The remainder of this long, complex, yet very readable book describes the lives of the descendants of the Bora Borans, the missionaries and various subsequent immigrants. Described as well is the intentional importation of first Chinese and later Japanese workers needed to work the sugar and later pineapple industries. The history of each of these groups is laid out in depth, also going back many generations, so as to provide profound insight into each culture. Tales of intermarriage, alliances, conflicts, politics and war pervade the complex story. In other words, it describes life on the Hawaiian Islands over a period of about 1200 years. An appendix sets forth – over multiple pages – the genealogy of every family described in the book. Its extent is remarkable.

While the setting is particular to Hawaii, its peoples and history, in my estimation, the lessons of this novel and its well-sculpted characters can be construed more generally. The psychological, interpersonal, cultural, social and political interactions which occur in this fictional parallax view of actual history paint an accurate landscape of human ontology, applicable to most any thread of history, anywhere. Universal human nature, from its basest, through mundane, to its most noble attributes, is on vivid display in this truly epic work.

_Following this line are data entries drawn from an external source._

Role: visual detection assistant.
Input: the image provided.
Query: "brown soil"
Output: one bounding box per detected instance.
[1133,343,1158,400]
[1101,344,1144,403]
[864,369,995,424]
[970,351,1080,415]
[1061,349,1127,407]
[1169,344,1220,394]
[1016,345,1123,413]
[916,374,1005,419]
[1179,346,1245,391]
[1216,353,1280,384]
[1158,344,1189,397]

Having also read Michener’s “The Source,” I find the power of Michener’s writing unparalleled. In examining my own life, I long to both live it rightly in the moment and at the same time to understand the context, meaning and moral import of my thoughts words and actions. Both of these books allowed me to do that for the characters, whose inner and outer lives were made artfully visible. Because the author gave me knowledge of the ethnic, cultural and family histories of the characters, I was able to briefly and intimately “live” their lives through their consciousness and soon afterward (in the course of the book) observe the consequences, meaning and moral calculus of their choices. Would I might be able to do that with my own life!

To see the entire import of having lived from roots to descendants. That is what I mean by a “God’s-eye” view of life – something I deeply long for yet know I can never achieve. Vicariously, then, Michener offers this awesome simulacrum: upon his characters I can conform elements of my own life, my own humanity and try-fit them to the playing out of entire lives portrayed over historic time in this marvelous book.

Setting “Hawaii” down at the end imparts mainly a sense of loss, sadness, at leaving “beloved (though not always admirable) friends” whose lives I feel as though I intimately observed (In real life, I find it a privilege to merely know someone who is willing to honestly reveal his/her true self; this is rare, I find). The sadness also derives from returning to the less clear realm of knowledge of my own life and letting go of any hope that I can know its import over time  – as I could so clearly do for many of the characters in “Hawaii.” Only the greatest authors – like Michener – allow us to briefly imagine we can escape the limited, Earthbound, time bound, knowledge of our own human existence.